Lei alzò lo sguardo su di lui, sorpresa di quella interruzione; uno strano silenzio si impadronì della situazione: molti occhi erano puntati su quella scena e lei iniziava a sentirsi molto a disagio. Odiava stare al centro dell'attenzione, preferiva rimanere invisibile nel suo piccolo mondo.
- Cos'hai da fare quella faccia? Ti fa schifo per caso qualcuno dei miei amici? O addirittura me? - la aggredì lui, visibilmente sballato; aveva gli occhi arrossati e molleggiava il corpo come se non avesse spina dorsale.
- Anche - rispose la ragazza, cercando di non mostrarsi debole. Voleva solo essere lasciata in pace, ma di sicuro non si sarebbe mostrata timida e indifesa ai loro occhi.
- Oh, ma sentitela, alla malata facciamo schifo.
Il ragazzo rise goffamente, attirando ancora più sguardi su di loro; si era sentita chiamare malata talmente tante volte che oramai non ci faceva nemmeno più caso, se loro volevano definirla così solo per il fatto di non essere una persona superficiale e in cerca di stupidi divertimenti adolescenziali, lo avrebbe di certo preso come un complimento.
Pronunciato poi da uno che si era appena sballato con una canna solo per distrarsi dai suoi inutili problemi, era certamente un complimento.
Bianca scosse la testa, più che altro per ripetersi che erano solo delle persone inutili, sorpassando quel ragazzo che ancora rideva e quando questo si accorse di non averla più davanti, si affrettò a fermarla per un braccio, facendola voltare verso di sé con forza.
- Sentimi bene piccola stronzetta, puoi anche startene tutto il giorno per i cazzi tuoi, ma non venire a romperci i coglioni, intesi?
Aveva gli occhi di un azzurro talmente chiaro da gelarle il sangue, eppure non capiva cosa avesse fatto di male, non aveva comunicato molto con lui, non l'aveva insultato o canzonato, era semplicemente rimasta in silenzio; ma forse era proprio quello il punto, ciò per cui si sentiva attaccato.
Quell'indifferenza lo aveva lasciato spiazzato, molto più di qualsiasi risposta acida o sgarbata, l'indifferenza era un'arma ancora più potente, un'arma che Bianca sapeva usare benissimo.
- Andiamo Davide, smettila.
Una nuova voce maschile si manifestò prima che Bianca potesse replicare qualunque cosa.
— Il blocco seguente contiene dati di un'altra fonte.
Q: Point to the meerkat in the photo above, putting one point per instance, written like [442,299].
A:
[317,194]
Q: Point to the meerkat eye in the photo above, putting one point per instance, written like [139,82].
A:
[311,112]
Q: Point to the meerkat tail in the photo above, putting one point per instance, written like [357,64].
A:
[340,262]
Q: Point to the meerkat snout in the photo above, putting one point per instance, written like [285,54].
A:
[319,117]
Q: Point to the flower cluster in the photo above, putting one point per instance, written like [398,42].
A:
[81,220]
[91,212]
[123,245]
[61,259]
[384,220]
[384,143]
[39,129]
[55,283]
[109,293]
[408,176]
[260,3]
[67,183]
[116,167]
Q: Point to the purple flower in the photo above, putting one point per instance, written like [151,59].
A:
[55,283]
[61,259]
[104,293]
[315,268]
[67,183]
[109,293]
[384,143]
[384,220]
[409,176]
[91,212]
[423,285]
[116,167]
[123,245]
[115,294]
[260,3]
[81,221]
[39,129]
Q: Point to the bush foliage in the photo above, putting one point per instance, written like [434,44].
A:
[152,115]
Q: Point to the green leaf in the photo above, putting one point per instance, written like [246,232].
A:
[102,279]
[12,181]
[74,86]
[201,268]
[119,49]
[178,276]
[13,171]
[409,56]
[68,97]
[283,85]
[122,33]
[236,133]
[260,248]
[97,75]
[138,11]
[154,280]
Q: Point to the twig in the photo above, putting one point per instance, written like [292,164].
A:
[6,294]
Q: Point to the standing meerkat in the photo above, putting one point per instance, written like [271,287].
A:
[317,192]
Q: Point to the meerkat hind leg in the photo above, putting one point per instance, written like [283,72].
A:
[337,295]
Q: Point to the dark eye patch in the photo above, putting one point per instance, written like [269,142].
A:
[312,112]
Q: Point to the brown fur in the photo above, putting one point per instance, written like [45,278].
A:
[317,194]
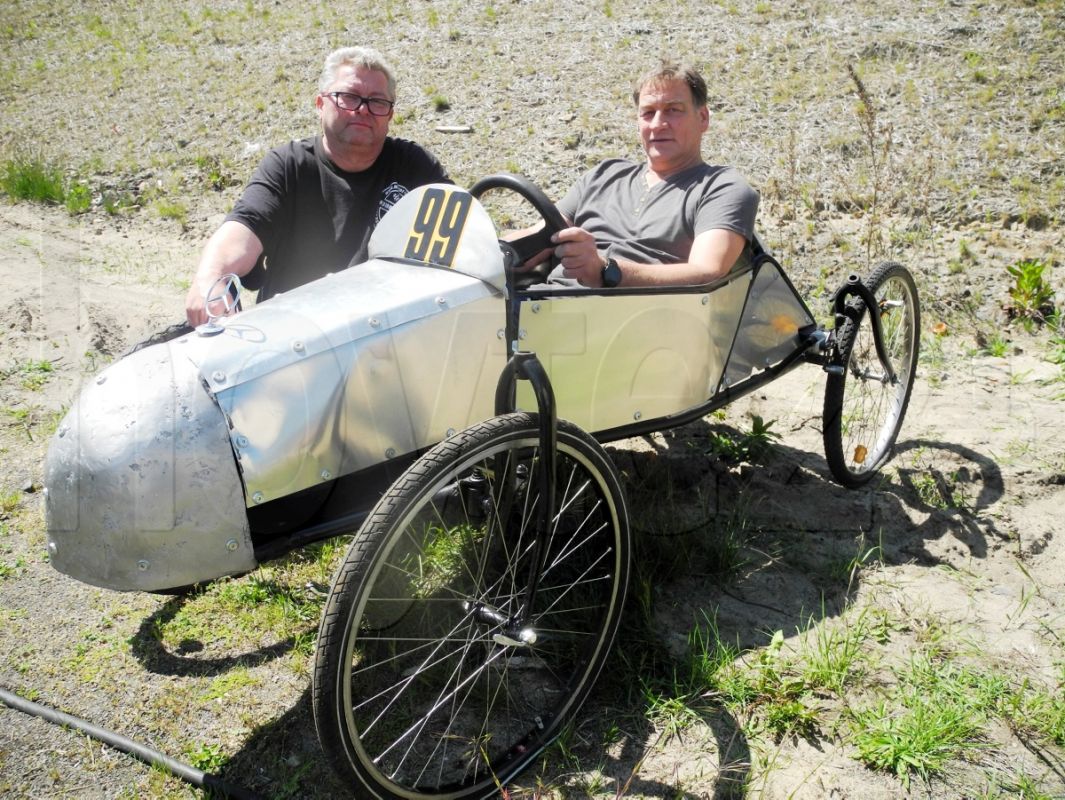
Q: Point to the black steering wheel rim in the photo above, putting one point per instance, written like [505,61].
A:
[528,246]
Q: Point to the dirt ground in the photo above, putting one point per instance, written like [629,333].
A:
[987,567]
[959,174]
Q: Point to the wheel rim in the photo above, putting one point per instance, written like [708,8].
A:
[873,406]
[440,695]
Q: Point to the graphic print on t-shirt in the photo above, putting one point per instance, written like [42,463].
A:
[390,197]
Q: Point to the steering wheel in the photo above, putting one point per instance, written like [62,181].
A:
[520,250]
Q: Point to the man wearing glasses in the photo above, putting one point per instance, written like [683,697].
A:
[312,205]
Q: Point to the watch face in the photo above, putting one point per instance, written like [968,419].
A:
[611,274]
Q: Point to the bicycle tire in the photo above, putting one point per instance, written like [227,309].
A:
[863,410]
[415,694]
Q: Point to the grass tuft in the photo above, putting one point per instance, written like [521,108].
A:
[28,178]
Il ragazzo lasciò in fretta la presa della ragazza per poi sbuffare e tornare, borbottando, verso il suo gruppetto di amici.
Bianca spostò quindi l'attenzione su colui che era intervenuto nella discussione e riconobbe i caratteristici tratti familiari.
- Tutto bene? - chiese lui, avvicinandosi alla ragazza che rimase interdetta da quell'improvviso soccorso.
Derek Owen si stava mostrando gentile e soprattutto tutto l'opposto di suo fratello.